Robert Lewandowski terus membuktikan bahwa usia hanyalah angka di tengah performa impresifnya bersama Barcelona. Menjelang laga krusial La Liga melawan Girona, penyerang asal Polandia ini berada di ambang pencapaian sejarah yang akan menyandingkan namanya dengan salah satu ikon terbesar klub, Ronaldinho. Laporan dari Barca Universal pada 16 Februari 2026 menyoroti statistik luar biasa Lewandowski yang hanya membutuhkan satu gol lagi untuk menyamai rekor frekuensi mencetak gol dalam pertandingan liga yang dipegang oleh sang legenda asal Brasil tersebut.
Konsistensi Sang Predator
Hingga saat ini, Lewandowski tercatat telah mencetak 79 gol dalam 57 pertandingan La Liga. Jika ia berhasil membobol gawang Girona di Stadion Montilivi, ia akan mencatatkan namanya sebagai pemain yang sukses mencetak gol dalam 58 pertandingan liga yang berbeda. Jumlah ini identik dengan catatan yang ditorehkan Ronaldinho selama masa kejayaannya berseragam Blaugrana. Pencapaian ini menegaskan status Lewandowski sebagai salah satu juru gedor paling andal dan konsisten yang pernah dimiliki Barcelona di era modern.
Girona sendiri merupakan lawan yang memiliki memori "campur aduk" bagi Lewandowski. Dalam lima pertemuan sebelumnya, ia sukses menyarangkan empat gol. Menariknya, dua gol pertamanya ke gawang Girona tercipta saat Barcelona justru menelan kekalahan pahit (masing-masing skor 2-4). Namun, pada pertemuan terakhir, brace (dua gol) dari Lewandowski menjadi kunci kemenangan telak 4-1 bagi skuad asuhan Hansi Flick. Dengan kondisi fisik yang prima dan insting gol yang tajam, Lewandowski diprediksi akan menjadi ancaman utama bagi lini pertahanan tim asuhan Michel tersebut.

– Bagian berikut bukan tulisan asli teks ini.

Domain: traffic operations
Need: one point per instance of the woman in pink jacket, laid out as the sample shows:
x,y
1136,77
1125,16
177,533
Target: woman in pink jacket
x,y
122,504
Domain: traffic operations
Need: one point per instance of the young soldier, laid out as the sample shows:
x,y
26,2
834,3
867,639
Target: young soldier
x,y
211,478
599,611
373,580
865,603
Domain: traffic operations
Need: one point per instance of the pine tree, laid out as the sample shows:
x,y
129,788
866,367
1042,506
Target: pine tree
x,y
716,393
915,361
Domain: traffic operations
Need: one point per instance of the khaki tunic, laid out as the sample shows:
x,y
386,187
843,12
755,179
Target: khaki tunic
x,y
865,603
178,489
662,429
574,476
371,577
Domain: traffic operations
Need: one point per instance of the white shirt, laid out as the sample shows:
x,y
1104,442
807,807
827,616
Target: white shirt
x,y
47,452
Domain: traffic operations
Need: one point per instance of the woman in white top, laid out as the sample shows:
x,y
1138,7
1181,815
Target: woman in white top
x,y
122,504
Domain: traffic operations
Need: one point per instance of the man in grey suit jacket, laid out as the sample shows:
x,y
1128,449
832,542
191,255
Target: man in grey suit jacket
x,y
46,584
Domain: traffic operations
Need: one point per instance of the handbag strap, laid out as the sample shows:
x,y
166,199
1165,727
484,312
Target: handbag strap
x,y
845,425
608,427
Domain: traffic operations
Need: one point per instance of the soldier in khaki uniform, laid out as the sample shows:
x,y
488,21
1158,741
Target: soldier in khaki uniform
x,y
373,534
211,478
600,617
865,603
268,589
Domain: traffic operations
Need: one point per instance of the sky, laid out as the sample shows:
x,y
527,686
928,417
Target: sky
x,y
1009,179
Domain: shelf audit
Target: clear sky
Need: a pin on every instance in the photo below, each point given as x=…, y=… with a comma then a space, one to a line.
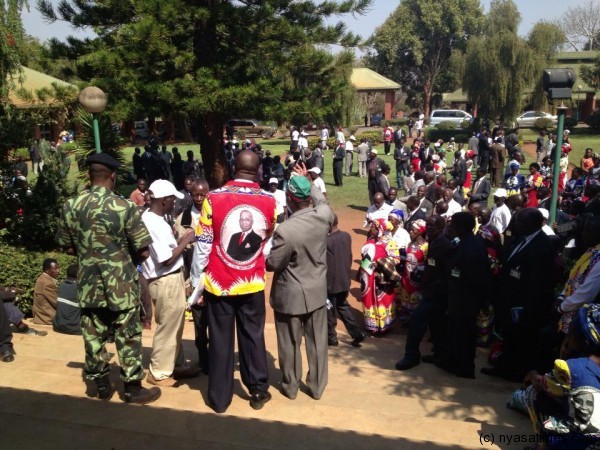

Dampak bagi Perburuan Gelar
Bagi Barcelona, gol Lewandowski bukan sekadar soal pengejaran rekor individu, melainkan kebutuhan vital untuk mengamankan poin penuh demi terus bersaing di papan atas. Kemampuannya untuk menjadi pembeda di momen-momen sulit sangat krusial bagi ambisi klub musim ini. Jika ia berhasil menyamai rekor Ronaldinho, hal tersebut akan menjadi suntikan motivasi tambahan tidak hanya bagi dirinya sendiri, tetapi juga bagi seluruh tim dalam menghadapi fase akhir kompetisi yang kian menentukan.